Damit würde ein neuer Marktführer in Großbritannien entstehen.
Orange und T-Mobile sind derzeit der dritt- und viertgrößte
Mobilfunkanbieter in Großbritannien. Mit der Fusion hätten sie einen
Marktanteil von 37 Prozent sowie rund 30 Millionen Kunden.
Die beiden Ex-Monopolisten hatten sich im vergangenen September
auf die Fusion ihrer britischen Mobilfunktöchtern Orange und T-Mobile
UK verständigt.

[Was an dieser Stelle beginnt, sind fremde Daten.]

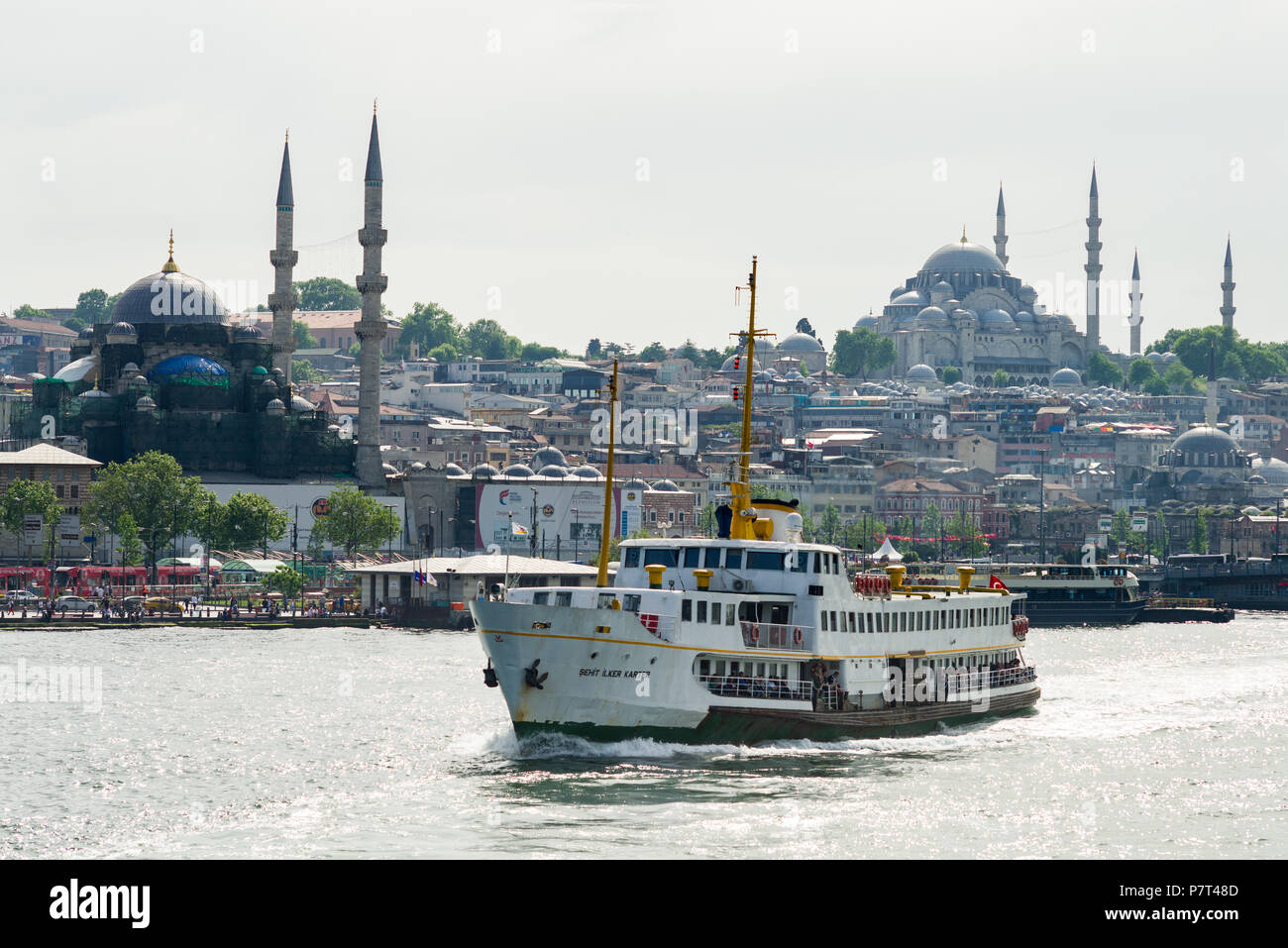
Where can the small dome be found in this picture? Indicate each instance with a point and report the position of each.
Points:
(921, 375)
(546, 456)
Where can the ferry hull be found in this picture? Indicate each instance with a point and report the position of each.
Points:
(616, 682)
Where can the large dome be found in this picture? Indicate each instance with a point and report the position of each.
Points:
(961, 257)
(800, 342)
(168, 296)
(1203, 440)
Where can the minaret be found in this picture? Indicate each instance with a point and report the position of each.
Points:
(1134, 305)
(1228, 288)
(1094, 268)
(1000, 237)
(372, 327)
(283, 260)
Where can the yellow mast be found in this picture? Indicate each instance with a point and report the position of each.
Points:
(608, 481)
(739, 488)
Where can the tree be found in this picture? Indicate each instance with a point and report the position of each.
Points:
(1199, 543)
(428, 326)
(535, 352)
(1103, 371)
(250, 520)
(27, 312)
(327, 294)
(303, 369)
(1138, 372)
(356, 523)
(91, 307)
(303, 338)
(151, 488)
(130, 548)
(488, 340)
(861, 352)
(288, 582)
(30, 498)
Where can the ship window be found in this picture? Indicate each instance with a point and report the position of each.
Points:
(764, 561)
(666, 558)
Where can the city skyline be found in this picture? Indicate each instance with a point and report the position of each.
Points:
(558, 202)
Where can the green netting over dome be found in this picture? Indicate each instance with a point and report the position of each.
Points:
(188, 369)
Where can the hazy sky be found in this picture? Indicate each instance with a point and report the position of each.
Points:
(608, 168)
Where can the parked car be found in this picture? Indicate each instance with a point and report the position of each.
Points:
(75, 604)
(18, 597)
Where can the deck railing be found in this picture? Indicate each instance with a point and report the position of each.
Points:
(778, 636)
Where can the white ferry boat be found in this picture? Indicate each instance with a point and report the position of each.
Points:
(752, 635)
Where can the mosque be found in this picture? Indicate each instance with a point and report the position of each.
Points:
(965, 309)
(170, 371)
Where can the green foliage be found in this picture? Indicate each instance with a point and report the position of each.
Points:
(27, 312)
(288, 582)
(1138, 372)
(93, 307)
(130, 549)
(326, 294)
(487, 340)
(428, 326)
(862, 351)
(303, 369)
(303, 338)
(151, 488)
(356, 522)
(1199, 541)
(250, 520)
(1103, 371)
(535, 352)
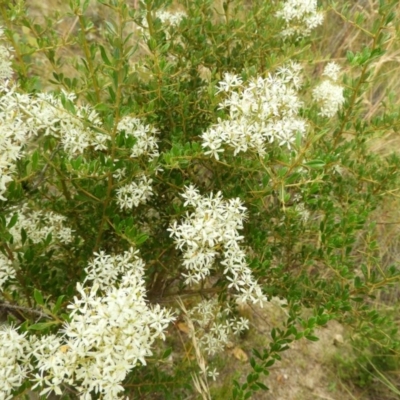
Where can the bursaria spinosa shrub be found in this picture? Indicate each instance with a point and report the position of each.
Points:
(166, 166)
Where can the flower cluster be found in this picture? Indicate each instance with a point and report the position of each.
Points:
(109, 333)
(146, 143)
(131, 195)
(328, 93)
(214, 326)
(14, 362)
(210, 229)
(38, 225)
(23, 117)
(301, 17)
(263, 111)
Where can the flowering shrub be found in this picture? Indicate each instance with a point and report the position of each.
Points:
(172, 167)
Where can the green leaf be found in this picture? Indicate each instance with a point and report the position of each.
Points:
(58, 304)
(315, 164)
(38, 297)
(312, 338)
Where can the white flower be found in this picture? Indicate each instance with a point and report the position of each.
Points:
(212, 230)
(112, 328)
(229, 82)
(301, 17)
(332, 71)
(213, 374)
(260, 113)
(14, 363)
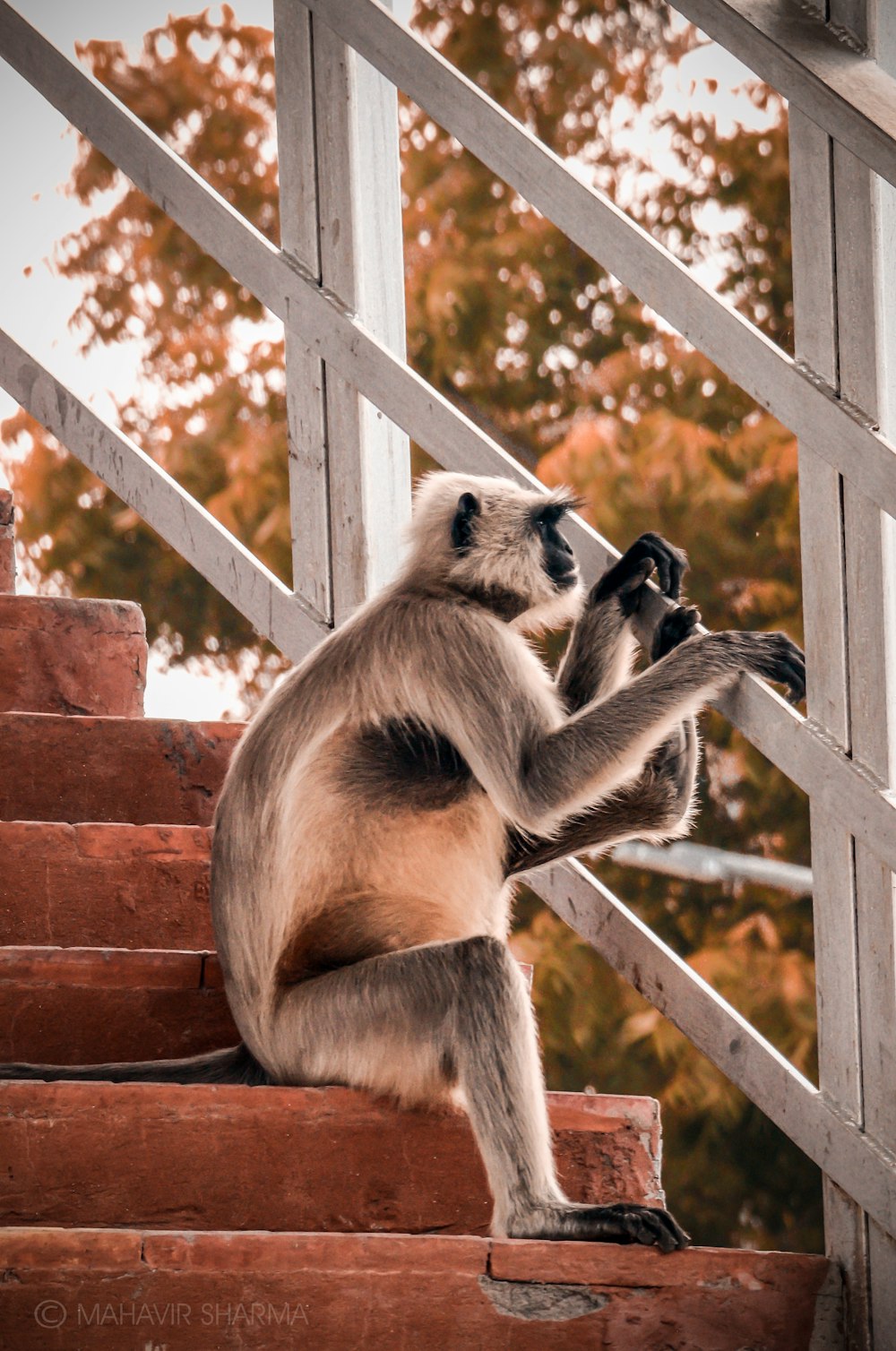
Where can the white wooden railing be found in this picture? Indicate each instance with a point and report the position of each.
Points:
(340, 297)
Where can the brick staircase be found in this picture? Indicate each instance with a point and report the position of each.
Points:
(188, 1218)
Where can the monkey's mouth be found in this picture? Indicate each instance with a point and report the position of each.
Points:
(564, 579)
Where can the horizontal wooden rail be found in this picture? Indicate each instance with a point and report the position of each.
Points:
(840, 90)
(846, 1154)
(800, 399)
(811, 760)
(261, 598)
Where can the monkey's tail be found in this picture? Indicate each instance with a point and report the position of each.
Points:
(236, 1065)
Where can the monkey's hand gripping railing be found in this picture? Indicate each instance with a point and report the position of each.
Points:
(846, 95)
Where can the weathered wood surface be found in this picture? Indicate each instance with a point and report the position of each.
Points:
(306, 411)
(340, 212)
(588, 218)
(845, 318)
(805, 754)
(266, 603)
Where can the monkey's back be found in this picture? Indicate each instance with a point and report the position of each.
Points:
(348, 826)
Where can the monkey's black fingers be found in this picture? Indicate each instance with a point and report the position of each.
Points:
(670, 563)
(629, 573)
(675, 628)
(780, 659)
(651, 1226)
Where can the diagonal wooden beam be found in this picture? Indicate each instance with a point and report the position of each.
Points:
(854, 1159)
(261, 598)
(587, 217)
(824, 74)
(803, 752)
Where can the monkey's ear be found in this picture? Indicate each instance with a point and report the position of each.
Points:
(468, 507)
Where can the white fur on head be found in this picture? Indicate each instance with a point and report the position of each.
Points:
(505, 553)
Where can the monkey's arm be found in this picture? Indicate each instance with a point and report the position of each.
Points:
(539, 769)
(601, 645)
(656, 807)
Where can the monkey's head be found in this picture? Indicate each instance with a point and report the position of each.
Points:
(497, 543)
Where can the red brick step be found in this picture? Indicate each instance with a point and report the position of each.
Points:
(112, 769)
(104, 885)
(85, 1005)
(287, 1158)
(261, 1292)
(66, 656)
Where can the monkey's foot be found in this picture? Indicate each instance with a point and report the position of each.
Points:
(621, 1223)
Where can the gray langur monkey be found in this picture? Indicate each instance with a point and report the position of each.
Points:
(393, 782)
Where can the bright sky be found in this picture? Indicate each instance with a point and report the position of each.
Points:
(37, 151)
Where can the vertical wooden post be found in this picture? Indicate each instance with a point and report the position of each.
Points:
(7, 543)
(845, 281)
(340, 218)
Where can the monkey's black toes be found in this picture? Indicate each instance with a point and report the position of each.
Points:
(675, 628)
(648, 553)
(784, 662)
(621, 1223)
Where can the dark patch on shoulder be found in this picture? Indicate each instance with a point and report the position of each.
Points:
(500, 600)
(403, 763)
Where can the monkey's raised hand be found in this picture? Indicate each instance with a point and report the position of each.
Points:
(626, 577)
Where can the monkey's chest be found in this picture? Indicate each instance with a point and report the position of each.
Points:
(403, 765)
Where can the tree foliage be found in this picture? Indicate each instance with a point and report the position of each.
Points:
(507, 318)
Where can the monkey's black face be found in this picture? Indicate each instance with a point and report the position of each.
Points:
(560, 561)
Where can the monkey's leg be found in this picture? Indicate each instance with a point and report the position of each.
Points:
(452, 1013)
(601, 645)
(656, 807)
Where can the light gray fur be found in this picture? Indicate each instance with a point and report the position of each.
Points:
(361, 915)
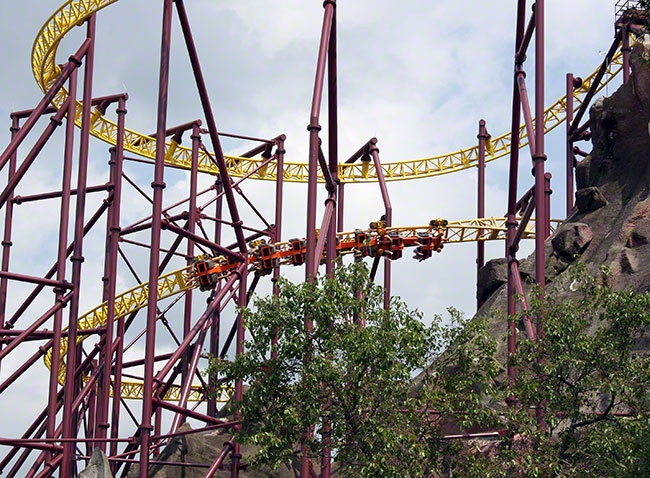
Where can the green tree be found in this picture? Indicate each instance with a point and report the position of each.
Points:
(590, 372)
(358, 379)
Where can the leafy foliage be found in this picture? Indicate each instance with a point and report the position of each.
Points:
(586, 377)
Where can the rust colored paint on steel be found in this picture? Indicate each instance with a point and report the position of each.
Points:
(374, 153)
(113, 237)
(480, 208)
(158, 185)
(64, 221)
(511, 253)
(570, 157)
(70, 387)
(105, 361)
(6, 238)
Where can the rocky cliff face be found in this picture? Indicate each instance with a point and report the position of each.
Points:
(203, 448)
(610, 224)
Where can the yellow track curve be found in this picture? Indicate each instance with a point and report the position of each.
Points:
(176, 282)
(74, 12)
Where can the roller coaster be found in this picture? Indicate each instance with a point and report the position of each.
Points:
(89, 386)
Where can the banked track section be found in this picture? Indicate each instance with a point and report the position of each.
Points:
(74, 12)
(180, 281)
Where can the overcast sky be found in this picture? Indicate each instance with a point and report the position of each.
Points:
(418, 75)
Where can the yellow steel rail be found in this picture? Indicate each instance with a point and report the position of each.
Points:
(74, 12)
(179, 281)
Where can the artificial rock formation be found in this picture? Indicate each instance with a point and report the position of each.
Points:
(610, 225)
(98, 466)
(203, 448)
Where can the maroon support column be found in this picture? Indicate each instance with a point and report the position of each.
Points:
(116, 161)
(541, 210)
(115, 236)
(277, 232)
(570, 158)
(547, 199)
(216, 318)
(539, 158)
(625, 36)
(374, 152)
(480, 212)
(239, 390)
(193, 216)
(6, 240)
(156, 220)
(64, 219)
(71, 384)
(511, 220)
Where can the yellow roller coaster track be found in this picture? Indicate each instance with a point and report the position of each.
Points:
(74, 12)
(177, 282)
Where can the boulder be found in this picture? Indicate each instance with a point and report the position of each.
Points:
(572, 239)
(98, 466)
(490, 277)
(203, 448)
(590, 199)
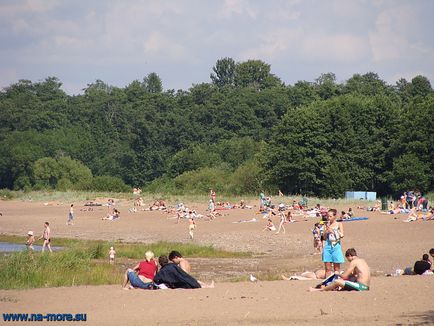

Die Unternehmen wollen nach früheren Angaben die
Transaktion in der ersten Jahreshälfte abschließen.
Beide Konzerne werden künftig jeweils 50 Prozent an dem
Gemeinschaftsunternehmen halten, Vorstand und Aufsichtsrat werden
jeweils zur Hälfte von Deutscher Telekom und France Télécom besetzt. Die
Telekom hatte auf dem umkämpften britischen Mobilfunkmarkt im
vergangenen Jahr mit einem Kundenschwund zu kämpfen und musste
massive Abschreibungen von rund 1,8 Milliarden Euro vornehmen.